Firefox Extension for Applied Social Networking
wanderingstan writes "Outfoxed is my masters thesis project about trust. (Nutshell overview) The extension uses a social network for personalized searching, phishing/spyware protection, file/process validation and more. It's related to del.icio.us, StumbleUpon, and those Kevin Bacon things, but goes a lot further. Mathematically, it's based on the network behavior of small world networks (pdf). Built with Javascript, Python, SQL, and XSLT. 366 testers so far, but we need the network to grow!"

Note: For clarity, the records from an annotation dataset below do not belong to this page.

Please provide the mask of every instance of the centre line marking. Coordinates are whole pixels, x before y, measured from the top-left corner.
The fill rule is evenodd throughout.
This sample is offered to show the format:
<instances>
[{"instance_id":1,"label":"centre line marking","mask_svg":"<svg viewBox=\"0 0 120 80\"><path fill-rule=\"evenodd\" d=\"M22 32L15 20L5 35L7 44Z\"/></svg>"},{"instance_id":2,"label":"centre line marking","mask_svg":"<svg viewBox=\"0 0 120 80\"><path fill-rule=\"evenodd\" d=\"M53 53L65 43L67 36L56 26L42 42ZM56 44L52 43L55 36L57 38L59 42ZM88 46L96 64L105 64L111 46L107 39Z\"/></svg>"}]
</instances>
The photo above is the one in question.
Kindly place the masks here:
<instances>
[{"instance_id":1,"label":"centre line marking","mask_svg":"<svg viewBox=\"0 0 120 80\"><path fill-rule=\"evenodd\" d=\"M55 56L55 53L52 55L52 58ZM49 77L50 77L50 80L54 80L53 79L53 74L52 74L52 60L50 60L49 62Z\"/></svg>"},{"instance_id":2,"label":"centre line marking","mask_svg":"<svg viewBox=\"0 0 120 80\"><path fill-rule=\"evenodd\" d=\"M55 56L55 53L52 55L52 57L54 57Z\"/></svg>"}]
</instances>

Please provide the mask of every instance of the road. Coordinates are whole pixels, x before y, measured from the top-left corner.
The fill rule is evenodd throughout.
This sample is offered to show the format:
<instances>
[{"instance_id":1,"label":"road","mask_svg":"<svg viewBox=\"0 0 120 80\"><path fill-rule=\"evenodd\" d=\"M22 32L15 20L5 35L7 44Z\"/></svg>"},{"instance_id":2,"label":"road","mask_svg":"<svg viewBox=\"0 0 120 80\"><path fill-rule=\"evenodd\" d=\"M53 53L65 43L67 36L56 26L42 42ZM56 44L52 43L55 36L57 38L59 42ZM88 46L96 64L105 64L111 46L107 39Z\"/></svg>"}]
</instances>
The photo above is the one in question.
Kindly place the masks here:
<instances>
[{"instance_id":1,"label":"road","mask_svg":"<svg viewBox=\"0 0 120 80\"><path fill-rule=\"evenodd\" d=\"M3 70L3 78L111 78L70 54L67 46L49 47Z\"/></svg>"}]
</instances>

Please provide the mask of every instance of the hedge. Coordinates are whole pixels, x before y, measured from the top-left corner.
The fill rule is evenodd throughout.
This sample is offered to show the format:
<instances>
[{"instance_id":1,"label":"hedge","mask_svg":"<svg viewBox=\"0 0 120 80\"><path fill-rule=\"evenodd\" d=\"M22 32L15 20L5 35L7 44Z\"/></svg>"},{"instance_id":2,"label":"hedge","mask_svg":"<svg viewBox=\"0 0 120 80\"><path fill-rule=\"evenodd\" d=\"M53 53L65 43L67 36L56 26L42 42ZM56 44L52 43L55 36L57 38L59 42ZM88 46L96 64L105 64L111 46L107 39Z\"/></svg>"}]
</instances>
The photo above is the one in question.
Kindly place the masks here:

It's a cool idea, but I'm not sure how many people would bother to set this up, how often this will change the search results, whether the changes will focus your attention on the most relevant result for your search, and whether you can scale a system that accesses data on everyone in your social network on every web search.
What I wonder is this: Yes it does seem like an interesting idea, but how many of your friends run the same software you do? I still have friends that I'm trying to convert from IE, but it's too easy for them use what's already there. I know plenty of cliques that hang together because they all like running BSD/Linux and deal with programming and such, but none of them use the same distro or the same preferences.
My bottom line is this: Look at your best friends computer. Do they have the same extensions that you do? Do they even run Firefox? The network can only be as expansive as the people that decide to jump on board.
Perfecting Discordia
www.stevenvansickle.com
If people used the brains that are supposedly inside their skulls, there would be no need for these not very useful methods of 'protection.' How many people out there would have given a thumbs up to Kazaa? My friends are great to hang out with but tend to spread the computer equivalent of STDs.
This isn't a very good idea for a host of practical reasons, mostly centering around the fact it is too simplistic.
IMHO, you are reaching for a capabilities-based model, which works out at least somewhat better in practice, though it is an open question of whether it works well enough to use. (Link leads to a group trying to build an OS on the idea, and I know it hasn't been completely smooth sailing, but I am not intimately familiar with the project.)
That should give you a springboard for further investigation into the topic, if you like. (Way too big to cover in a Slashdot post, and I am only passingly familiar with it anyhow.)
That's no problem. You just make trust decay. With every hop away from your own directly linked network the trust metric is reduced. So I might give my Dad a trust value of 10/10 (i.e. I would trust this person with my life), but I could assign second-generation hops (those outside of my control) 80% of the trust value that Dad gives them. Allowing users to tweak their own trust decay rates will let them manage the size of their trust pool and reduce the impact of malicious users (i.e. phishers, for example).
Unfortunately, this would just lead to:
Spyware Program [installed by] Spyware Installer [executed by]] KaZaA Installer [trusted by] User [trusted by] Root User
or
Spyware Program [executed by] ActiveX component [executed by] Internet Explorer [trusted by] Windows [trusted by] Root User
Which is exactly what's already happening.
While it would certainly be nice to have this kind of info so you can trace back where files and processes came from, it wouldn't stop malicious programs in the slightest.